KUALA LUMPUR: The property market outlook for high-end and low-end properties does not look good this year.
Excess supply of such properties and the economic and political concerns cast a dark shadow over the once vibrant sector, The Malaysian Reserve (TMR) reported.
The report quoted Affin Hwang Investment Bank Bhd analyst Loong Chee Wei as saying the property market was far from seeing any recovery due to the rising cost of living and the disconnect between income and affordability.
“Consumers are naturally more cautious on big ticket purchases such as houses. Any long-term asset purchase would depend on how the election pans out,” he told TMR.
Syarikat Perumahan Negara Bhd director Abd Hamid Abu Bakar said returns from property sales were not as attractive as they were before.
“Sellers have to lower their expectations and not be too optimistic on high return of investments,” he was quoted as saying.
Consulting firm Khong and Jaafar Sdn Bhd managing director Elvin Fernandez was quoted as saying there was a slowdown in the residential sector and it was affecting the demand for properties priced below RM500,000.
On the commercial sector, Fernandez said the temporary stop order for the luxury segment would inevitably force project proponents (including developers) to heed market signals.

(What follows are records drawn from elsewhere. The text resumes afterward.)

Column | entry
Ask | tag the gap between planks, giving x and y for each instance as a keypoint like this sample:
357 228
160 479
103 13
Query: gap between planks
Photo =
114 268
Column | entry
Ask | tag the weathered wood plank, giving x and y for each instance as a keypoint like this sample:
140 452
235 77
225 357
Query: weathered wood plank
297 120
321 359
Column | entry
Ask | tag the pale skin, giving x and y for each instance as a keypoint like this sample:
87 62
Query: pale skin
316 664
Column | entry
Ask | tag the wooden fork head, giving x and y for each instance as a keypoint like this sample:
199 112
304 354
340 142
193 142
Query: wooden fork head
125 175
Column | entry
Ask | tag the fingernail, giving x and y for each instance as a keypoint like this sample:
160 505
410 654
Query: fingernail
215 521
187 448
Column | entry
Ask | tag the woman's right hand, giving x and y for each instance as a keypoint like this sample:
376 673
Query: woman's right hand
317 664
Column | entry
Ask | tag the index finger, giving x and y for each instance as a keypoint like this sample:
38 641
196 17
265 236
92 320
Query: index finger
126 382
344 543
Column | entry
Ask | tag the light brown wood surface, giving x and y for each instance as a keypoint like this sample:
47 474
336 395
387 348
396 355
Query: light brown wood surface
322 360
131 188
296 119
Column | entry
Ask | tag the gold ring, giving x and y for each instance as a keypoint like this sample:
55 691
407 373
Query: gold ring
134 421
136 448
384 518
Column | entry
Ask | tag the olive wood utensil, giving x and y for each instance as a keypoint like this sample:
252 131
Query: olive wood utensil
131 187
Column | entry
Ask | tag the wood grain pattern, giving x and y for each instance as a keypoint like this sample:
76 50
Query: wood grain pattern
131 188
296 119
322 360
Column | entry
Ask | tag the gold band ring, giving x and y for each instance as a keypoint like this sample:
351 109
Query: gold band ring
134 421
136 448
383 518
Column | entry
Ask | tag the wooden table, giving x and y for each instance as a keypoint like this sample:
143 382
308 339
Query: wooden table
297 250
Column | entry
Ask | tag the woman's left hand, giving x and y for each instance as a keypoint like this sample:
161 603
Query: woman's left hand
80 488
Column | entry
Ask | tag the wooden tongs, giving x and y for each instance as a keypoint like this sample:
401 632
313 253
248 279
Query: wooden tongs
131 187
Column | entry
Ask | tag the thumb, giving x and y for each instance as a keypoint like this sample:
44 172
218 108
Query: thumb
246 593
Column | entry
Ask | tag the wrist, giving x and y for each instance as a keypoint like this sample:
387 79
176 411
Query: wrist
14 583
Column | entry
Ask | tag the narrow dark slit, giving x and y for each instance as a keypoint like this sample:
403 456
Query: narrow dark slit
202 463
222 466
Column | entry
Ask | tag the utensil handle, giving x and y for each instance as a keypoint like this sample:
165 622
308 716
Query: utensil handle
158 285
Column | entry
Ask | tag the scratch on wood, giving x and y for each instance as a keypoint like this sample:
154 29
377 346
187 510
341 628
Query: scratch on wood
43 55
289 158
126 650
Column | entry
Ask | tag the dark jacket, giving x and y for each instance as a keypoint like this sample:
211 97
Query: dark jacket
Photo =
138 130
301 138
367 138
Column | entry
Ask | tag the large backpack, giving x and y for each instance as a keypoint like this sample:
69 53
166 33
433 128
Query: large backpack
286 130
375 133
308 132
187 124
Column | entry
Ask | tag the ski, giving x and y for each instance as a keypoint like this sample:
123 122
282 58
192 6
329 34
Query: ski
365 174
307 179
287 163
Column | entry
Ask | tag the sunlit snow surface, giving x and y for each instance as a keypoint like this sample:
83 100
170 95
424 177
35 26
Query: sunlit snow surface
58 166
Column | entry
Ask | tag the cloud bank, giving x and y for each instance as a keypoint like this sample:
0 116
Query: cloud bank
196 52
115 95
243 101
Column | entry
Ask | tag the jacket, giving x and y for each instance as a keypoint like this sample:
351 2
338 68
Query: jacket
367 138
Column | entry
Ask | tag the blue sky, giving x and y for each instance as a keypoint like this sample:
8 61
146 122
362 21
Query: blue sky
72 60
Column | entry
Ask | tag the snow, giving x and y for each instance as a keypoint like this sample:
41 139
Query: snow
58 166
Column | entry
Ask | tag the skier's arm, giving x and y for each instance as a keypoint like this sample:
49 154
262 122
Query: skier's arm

“Freezes are measures that cannot be effective if approvals have already been given out in substantial numbers. Traction from such a policy can only come about at a point of time in the future.
“There are also questions of exemptions that would dilute the effectiveness of the policy, which would lead to distortions in the market and creating far from desirable market efficiency levels,” he added.
Data from the National Property Information Centre show there were 130,690 unsold residential properties in the country during the first quarter of 2017 – the highest in a decade.
According to the report, of the total, 83% of the unsold units were within the above RM250,000 category and 61% of the total unsold units were high-rise properties, of which 89% were priced above RM250,000.
The TMR report said data from the Association of Valuers, Property Managers, Estate Agents and Property Consultants in the Private Sector Malaysia showed the value of unsold and unutilised properties – both commercial and residential – stood at an estimated RM35.5 billion.